In spite of widespread vaccination efforts against whooping cough, the disease is on the rise around the world, even in developed countries. Scientists looking at a new type of treatment hope to turn that trend around.
Whooping cough remains a major cause of infant deaths worldwide. Each year thousands of children die from the highly contagious respiratory ailment.
Currently, there are no treatments specific to whooping cough, which is marked by uncontrollable, violent coughing fits that can make it difficult to breathe.
To fill this void, researchers from the University of Texas at Austin and other institutions are pursuing a treatment that uses two antibodies to block the toxin produced by the bacteria that causes whooping cough, Bordetella pertussis.
The treatment has only been tested in mice and baboons, but the researchers say that their results are encouraging.
Antibodies Provide One-Two Punch
The bacteria that cause whooping cough produce a variety of toxins and other compounds. In this study, researchers focused on one specific toxin that is thought to weaken the body’s immune response and increase the number of white blood cells.
The researchers identified two monoclonal antibodies that seem to bind to this toxin and block its activity.
“It gives this one-two punch to deal with the toxin,” study author Jennifer Maynard, PhD, an associate professor of chemical engineering at the University of Texas at Austin, said in a press release last year.
Antibodies are proteins produced by the immune system to identify and target bacteria and viruses in the body. The researchers used one antibody to bind to the whooping cough toxin and prevent it from attaching to healthy cells. The other kept the toxin from reaching its target inside healthy cells.
Together, this provided the animals with “instant immunity.”
The researchers chose to use two separate antibodies because one bound more tightly to the toxin and another provided the best blocking power.
The results were published online today in Science Translational Medicine.
Newborns Most at Risk
The Centers for Disease Control and Prevention (CDC) recommends that every infant receive a pertussis vaccine starting at two months. This is followed by additional shots at 4 months, 6 months, 15 to 18 months, and 4 to 6 years.
This vaccine is included in a single shot with vaccines for diphtheria and tetanus—collectively known as DTaP.
Vaccines work by stimulating the immune system to produce antibodies against pathogens, in this case the bacteria that cause whooping cough.
Infants cannot be given the DTaP vaccine earlier than 2 months because their immune system has not developed enough to create these antibodies. That leaves them unprotected during that time. But not entirely. Women can pass on some of their antibodies to their unborn child as well as to a newborn through breast milk. But to do so they must have high levels of whooping cough antibodies in their blood. That is why the CDC recommends that all pregnant women receive the whooping cough vaccine in their third trimester.
Even that may not be enough to protect every infant from the disease. In one study, only 14 percent of women on Medicaid in Michigan received the TDaP vaccine during their first pregnancy. Also, not every infant will receive enough antibodies, even from vaccinated mothers. And the level of antibodies in an infant’s blood can drop quickly after birth.
Continuing Rise in Cases
Parents who skip vaccinating their infant for whooping cough put their child at risk for developing the illness and exposing immune compromised people to it.
But some studies also say the vaccine is no longer as effective as it once was, in part because the bacteria has gradually mutated.
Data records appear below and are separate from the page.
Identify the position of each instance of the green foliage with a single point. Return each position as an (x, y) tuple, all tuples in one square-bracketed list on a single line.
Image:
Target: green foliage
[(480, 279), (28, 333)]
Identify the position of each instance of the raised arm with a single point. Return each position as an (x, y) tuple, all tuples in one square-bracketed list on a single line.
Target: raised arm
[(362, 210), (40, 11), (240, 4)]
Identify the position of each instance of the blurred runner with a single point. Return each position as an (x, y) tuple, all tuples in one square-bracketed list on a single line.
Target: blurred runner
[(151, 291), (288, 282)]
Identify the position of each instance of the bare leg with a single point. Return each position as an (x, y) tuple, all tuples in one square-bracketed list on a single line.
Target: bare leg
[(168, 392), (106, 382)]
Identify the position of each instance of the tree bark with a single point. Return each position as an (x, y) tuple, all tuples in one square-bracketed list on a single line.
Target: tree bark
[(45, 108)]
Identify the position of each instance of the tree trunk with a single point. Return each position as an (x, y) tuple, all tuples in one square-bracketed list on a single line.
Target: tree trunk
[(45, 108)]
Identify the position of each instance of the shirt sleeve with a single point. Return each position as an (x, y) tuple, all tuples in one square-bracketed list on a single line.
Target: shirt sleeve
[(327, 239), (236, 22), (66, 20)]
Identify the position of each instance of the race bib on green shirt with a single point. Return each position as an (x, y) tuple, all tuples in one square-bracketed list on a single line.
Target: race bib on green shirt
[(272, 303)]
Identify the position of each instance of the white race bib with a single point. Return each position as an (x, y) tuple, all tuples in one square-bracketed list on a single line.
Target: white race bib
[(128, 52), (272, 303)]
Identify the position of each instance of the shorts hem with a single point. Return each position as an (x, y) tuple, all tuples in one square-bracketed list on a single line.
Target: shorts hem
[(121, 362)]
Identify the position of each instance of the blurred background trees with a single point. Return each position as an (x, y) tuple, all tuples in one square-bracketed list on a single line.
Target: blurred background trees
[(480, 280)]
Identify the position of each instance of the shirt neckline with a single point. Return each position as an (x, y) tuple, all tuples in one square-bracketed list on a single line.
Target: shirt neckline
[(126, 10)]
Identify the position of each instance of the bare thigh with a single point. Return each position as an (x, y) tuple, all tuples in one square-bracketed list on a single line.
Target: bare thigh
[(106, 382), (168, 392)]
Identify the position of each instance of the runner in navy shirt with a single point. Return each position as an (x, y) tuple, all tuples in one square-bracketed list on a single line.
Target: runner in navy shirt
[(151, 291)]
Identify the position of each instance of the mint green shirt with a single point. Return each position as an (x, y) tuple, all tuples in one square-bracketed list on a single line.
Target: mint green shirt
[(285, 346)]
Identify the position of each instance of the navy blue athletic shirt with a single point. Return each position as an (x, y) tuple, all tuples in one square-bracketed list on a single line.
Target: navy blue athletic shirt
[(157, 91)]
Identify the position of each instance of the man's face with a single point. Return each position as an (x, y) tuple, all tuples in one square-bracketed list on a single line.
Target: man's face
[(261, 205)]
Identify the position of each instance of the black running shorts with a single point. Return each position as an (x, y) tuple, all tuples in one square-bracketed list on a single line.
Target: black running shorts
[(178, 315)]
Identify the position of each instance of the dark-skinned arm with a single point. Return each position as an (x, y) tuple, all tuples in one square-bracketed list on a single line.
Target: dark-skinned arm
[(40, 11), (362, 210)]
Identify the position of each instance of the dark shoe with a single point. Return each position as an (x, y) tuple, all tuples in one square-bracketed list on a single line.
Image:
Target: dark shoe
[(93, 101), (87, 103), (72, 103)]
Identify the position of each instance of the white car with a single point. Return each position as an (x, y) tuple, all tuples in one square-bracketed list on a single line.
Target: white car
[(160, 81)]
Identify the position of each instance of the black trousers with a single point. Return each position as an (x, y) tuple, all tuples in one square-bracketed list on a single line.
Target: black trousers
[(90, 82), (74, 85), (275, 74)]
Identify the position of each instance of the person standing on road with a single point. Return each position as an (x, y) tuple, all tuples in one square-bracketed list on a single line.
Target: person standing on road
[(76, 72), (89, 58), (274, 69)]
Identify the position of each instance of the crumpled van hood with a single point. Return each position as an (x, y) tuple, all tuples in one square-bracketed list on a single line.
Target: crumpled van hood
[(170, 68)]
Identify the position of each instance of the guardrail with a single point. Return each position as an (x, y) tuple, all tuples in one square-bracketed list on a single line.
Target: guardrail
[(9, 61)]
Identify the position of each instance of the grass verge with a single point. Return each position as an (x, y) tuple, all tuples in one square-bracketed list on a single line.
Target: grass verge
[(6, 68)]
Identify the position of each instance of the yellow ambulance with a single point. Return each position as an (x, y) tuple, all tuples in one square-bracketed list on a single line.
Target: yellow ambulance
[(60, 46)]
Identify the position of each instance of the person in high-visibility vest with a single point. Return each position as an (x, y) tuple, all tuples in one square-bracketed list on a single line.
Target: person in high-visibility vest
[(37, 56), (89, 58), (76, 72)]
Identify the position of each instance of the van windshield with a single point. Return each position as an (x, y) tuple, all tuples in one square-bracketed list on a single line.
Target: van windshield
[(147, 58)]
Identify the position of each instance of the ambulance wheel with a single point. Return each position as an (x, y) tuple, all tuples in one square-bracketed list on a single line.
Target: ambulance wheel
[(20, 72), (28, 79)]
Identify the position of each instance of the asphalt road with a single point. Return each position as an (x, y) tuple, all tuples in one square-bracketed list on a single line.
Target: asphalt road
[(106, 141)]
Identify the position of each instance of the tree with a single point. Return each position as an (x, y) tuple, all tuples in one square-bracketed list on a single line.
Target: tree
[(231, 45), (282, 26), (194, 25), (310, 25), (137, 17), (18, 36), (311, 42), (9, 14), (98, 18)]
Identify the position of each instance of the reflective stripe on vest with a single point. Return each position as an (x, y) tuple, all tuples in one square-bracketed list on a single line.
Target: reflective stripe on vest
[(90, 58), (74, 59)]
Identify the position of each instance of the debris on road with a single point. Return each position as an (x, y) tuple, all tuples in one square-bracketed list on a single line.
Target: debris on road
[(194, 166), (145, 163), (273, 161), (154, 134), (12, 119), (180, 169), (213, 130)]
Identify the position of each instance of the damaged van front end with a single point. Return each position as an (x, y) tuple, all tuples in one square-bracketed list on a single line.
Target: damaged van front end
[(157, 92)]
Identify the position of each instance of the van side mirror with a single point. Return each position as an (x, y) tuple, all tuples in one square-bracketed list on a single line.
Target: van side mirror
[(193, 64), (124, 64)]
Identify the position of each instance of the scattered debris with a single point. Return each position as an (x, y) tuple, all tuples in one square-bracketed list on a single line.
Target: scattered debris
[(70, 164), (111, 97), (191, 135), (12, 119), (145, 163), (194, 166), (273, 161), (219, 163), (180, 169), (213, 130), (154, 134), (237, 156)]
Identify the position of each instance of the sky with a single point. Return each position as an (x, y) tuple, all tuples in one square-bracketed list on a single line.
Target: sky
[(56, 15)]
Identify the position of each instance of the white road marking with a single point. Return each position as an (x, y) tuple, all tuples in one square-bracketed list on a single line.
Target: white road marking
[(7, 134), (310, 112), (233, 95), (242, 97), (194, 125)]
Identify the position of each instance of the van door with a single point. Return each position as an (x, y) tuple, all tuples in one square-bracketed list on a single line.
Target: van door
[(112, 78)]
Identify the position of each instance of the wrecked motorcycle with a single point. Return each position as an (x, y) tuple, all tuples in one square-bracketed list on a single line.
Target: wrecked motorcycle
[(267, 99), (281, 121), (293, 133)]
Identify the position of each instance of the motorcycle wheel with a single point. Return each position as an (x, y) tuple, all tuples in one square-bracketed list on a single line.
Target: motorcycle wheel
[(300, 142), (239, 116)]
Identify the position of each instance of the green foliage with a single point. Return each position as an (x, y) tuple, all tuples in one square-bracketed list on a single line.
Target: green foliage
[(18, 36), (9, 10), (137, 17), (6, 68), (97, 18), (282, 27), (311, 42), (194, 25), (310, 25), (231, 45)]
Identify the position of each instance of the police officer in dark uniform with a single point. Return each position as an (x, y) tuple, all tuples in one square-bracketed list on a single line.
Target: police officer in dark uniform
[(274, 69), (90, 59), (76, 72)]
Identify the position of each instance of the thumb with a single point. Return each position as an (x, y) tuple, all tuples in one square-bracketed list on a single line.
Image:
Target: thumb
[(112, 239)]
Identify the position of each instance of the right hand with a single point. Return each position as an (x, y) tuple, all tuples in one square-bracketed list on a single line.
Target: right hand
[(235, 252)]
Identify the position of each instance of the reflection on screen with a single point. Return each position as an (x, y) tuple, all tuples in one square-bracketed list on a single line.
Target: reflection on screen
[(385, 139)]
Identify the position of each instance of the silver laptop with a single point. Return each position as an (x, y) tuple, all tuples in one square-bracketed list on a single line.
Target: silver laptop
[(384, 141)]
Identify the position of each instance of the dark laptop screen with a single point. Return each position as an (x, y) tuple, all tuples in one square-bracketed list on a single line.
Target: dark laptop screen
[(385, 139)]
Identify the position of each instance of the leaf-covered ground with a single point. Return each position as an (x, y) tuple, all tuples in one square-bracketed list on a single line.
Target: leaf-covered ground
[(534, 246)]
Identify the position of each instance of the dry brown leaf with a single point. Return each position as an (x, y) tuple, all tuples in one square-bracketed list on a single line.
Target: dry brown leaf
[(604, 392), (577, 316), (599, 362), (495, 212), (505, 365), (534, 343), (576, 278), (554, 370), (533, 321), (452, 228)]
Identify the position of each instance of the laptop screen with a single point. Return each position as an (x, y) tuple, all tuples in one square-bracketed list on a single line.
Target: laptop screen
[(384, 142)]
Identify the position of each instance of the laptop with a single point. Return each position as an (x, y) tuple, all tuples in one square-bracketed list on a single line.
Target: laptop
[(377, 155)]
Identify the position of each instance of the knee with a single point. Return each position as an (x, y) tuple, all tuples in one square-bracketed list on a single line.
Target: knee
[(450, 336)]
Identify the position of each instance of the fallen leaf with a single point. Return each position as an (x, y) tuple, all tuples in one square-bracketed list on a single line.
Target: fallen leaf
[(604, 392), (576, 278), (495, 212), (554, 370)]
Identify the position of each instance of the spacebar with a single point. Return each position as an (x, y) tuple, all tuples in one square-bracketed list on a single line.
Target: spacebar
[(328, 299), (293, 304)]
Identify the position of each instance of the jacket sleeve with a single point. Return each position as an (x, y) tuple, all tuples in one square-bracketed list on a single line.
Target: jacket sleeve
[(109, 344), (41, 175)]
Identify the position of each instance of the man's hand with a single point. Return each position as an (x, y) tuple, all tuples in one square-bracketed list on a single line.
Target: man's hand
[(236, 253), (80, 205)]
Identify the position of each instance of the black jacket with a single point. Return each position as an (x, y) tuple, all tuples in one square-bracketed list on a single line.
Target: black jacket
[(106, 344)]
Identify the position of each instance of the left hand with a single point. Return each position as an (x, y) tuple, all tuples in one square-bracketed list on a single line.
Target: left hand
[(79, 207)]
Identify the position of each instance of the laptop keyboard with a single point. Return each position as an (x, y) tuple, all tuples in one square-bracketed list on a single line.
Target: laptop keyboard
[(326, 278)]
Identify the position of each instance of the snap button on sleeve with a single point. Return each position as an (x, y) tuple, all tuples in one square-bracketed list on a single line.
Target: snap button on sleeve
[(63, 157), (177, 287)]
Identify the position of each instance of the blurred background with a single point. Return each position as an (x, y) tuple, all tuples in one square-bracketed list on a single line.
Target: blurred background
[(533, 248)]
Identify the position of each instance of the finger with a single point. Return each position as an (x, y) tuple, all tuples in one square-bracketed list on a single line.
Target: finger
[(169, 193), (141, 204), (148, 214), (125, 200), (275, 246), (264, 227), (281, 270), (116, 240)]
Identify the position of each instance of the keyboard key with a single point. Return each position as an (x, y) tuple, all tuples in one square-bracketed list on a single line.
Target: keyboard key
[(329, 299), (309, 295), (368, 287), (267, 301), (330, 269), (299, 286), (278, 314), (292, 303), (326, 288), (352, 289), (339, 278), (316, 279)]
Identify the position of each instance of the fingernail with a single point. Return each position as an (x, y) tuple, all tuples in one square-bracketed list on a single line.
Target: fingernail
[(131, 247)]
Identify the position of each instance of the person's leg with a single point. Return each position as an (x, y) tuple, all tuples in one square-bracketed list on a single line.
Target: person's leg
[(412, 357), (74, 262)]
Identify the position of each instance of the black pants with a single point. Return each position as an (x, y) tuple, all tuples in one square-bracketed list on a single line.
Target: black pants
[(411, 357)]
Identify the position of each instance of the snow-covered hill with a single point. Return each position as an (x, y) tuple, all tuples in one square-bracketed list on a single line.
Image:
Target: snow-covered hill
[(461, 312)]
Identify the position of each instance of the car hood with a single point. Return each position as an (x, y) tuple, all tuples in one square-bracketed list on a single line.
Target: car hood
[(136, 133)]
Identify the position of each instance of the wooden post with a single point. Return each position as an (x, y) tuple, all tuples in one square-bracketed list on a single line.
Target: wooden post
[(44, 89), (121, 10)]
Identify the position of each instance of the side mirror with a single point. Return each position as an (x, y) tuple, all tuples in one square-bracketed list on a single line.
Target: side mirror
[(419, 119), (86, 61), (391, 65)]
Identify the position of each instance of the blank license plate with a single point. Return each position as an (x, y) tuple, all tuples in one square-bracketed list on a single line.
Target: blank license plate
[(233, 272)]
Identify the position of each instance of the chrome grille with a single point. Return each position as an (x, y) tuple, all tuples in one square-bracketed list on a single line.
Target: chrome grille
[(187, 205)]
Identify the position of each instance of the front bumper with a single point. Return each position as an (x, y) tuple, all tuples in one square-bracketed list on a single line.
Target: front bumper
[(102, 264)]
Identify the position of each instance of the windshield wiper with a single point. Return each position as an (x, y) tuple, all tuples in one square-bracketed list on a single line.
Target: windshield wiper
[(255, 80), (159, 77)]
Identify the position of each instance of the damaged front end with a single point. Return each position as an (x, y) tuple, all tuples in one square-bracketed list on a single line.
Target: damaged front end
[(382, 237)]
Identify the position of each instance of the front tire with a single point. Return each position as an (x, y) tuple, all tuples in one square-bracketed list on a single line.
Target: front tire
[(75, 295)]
Cases of whooping cough are on the rise, in part because of lower vaccination rates and effectiveness, and in part because doctors have gotten better at detecting it.
In 2012, there were 20 deaths related to pertussis in the United States, most of them in infants younger than 3 months of age. That year also saw the largest number of cases since 1955.
The development of new vaccines that better target the current whooping cough bacteria will help, but they may be years away. The researchers see their treatment as eventually filling in the gap for infants that are not completely protected against whooping cough.
“The neutralizing antibodies described here could provide a complementary therapeutic strategy when maternal immunization fails,” they wrote in the paper.
Further studies of the toxin-blocking antibodies are needed. Researchers plan on doing additional research in newborn baboons. If those go well, clinical trials in people will be next.